# 3 wideout plows for sale



## plow4beer (Nov 16, 2016)

All 3 plows in excellent working order. Washed & fluid filmed regularly. Always stored inside heated shop. Plow side only w/controller. Located in E. Peoria, IL. Pickup only. Once 2 of these units are sold, I'll be keeping the 3rd for 1 more season.

plow 1 - 2007 cutting edges 50% =$2800
plow 2 - 2011 cutting edges 65-75% =$3500
Plow 3 - 2015 brand new edges =$3800


----------



## BUFF (Dec 24, 2009)

You could have dropped oof #3 in Co when you were in the area......


----------



## m_ice (Aug 12, 2012)

I'm guessing the 15 is the only fleet flex?


----------



## cwren2472 (Aug 15, 2014)

m_ice said:


> I'm guessing the 15 is the only fleet flex?


They all would be - only the 15 would actually be called fleet flex as they only introduced the term when they started using the 2 plug wiring on the straight blades but they are still the same wiring


----------



## plow4beer (Nov 16, 2016)

cwren2472 said:


> They all would be - only the 15 would actually be called fleet flex as they only introduced the term when they started using the 2 plug wiring on the straight blades but they are still the same wiring


yes


----------



## plow4beer (Nov 16, 2016)

BUFF said:


> You could have dropped oof #3 in Co when you were in the area......


for the right price I suppose I could deliver to CO....in addition to costing you a night of Ol Chubs & oysters


----------



## gnarlydude (Nov 29, 2010)

Pm me please.
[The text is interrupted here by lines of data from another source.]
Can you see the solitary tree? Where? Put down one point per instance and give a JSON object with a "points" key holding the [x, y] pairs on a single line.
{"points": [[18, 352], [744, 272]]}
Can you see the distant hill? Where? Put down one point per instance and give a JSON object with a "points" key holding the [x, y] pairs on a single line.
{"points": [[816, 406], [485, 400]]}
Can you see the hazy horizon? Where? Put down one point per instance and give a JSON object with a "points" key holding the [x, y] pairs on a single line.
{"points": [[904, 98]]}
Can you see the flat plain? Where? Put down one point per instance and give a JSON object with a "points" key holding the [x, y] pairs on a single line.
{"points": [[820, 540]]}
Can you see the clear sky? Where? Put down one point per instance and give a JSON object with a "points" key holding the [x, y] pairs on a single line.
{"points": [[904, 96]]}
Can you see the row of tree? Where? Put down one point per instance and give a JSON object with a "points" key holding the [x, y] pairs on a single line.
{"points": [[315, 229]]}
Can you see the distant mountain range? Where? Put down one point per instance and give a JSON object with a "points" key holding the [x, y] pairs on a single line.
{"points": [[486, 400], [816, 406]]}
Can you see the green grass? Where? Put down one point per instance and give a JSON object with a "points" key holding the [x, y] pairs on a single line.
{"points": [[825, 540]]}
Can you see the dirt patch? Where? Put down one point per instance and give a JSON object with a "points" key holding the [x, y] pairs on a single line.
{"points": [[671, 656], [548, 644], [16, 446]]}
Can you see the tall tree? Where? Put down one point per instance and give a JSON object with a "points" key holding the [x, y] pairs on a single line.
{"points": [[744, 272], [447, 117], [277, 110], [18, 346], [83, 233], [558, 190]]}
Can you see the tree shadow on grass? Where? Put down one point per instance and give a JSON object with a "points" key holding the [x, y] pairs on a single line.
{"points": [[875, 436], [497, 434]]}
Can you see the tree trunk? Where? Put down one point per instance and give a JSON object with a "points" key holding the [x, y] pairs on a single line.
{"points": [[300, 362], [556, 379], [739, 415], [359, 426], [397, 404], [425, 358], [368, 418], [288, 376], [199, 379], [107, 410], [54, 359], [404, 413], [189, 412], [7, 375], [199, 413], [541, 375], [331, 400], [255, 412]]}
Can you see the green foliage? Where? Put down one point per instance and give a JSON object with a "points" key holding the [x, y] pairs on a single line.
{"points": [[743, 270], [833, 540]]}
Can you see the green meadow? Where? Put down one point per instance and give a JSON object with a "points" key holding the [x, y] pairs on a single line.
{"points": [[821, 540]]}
I live in Springfield. Serious buyer.


----------



## plow4beer (Nov 16, 2016)

For a buyer that takes 2 of the 3, I’ll throw in spare/extra little odds & ends I have laying around that go with western/wideout Plows - (wing edges/hardware/plow shoes/etc)...honestly not sure what all I have, but some of it’s brand new, & some used


----------



## plow4beer (Nov 16, 2016)

someone should buy 2, that way I can throw some free stuff in the deal, and get more stuff off my shelf


----------



## Mark Oomkes (Dec 10, 2000)

Any special wing edges get thrown in?


----------



## plow4beer (Nov 16, 2016)

Mark Oomkes said:


> Any special wing edges get thrown in?


its a possibility...I do have a few extra sets of edges. Some factory, some custom UHMW...I might also have some raw pieces laying around, someone could cut they're own out of. I know I have scrap pieces of urethane, as well as UHMW, just not sure Exactly what (or how much) I have left.

btw, 2 of the plows have "speshul" wing edges on them already


----------



## Mark Oomkes (Dec 10, 2000)

plow4beer said:


> its a possibility...I do have a few extra sets of edges. Some factory, some custom UHMW...I might also have some raw pieces laying around, someone could cut they're own out of. I know I have scrap pieces of urethane, as well as UHMW, just not sure Exactly what (or how much) I have left.
> 
> btw, 2 of the plows have "speshul" wing edges on them already


Wow!!!


----------



## plow4beer (Nov 16, 2016)

Someone come buy these things....I need money for beer and guns


----------



## m_ice (Aug 12, 2012)

I'll trade you a 8.5 vee with wings for 1


----------



## plow4beer (Nov 16, 2016)

m_ice said:


> I'll trade you a 8.5 vee with wings for 1


thanks, but I'm trying to get rid of snow related items.


----------



## plow4beer (Nov 16, 2016)

bump


----------



## Mark Oomkes (Dec 10, 2000)

plow4beer said:


> bump


You're in Michigan on one of our wonderful roads?


----------



## plow4beer (Nov 16, 2016)

2007 & 2011 plows are sold. Thanks Matt, it was nice meeting you, and good luck this season. 

as I mentioned previously in this thread, once 2 of the 3 sold I had listed, I’d be holding on to the 3rd....thanks for playing


----------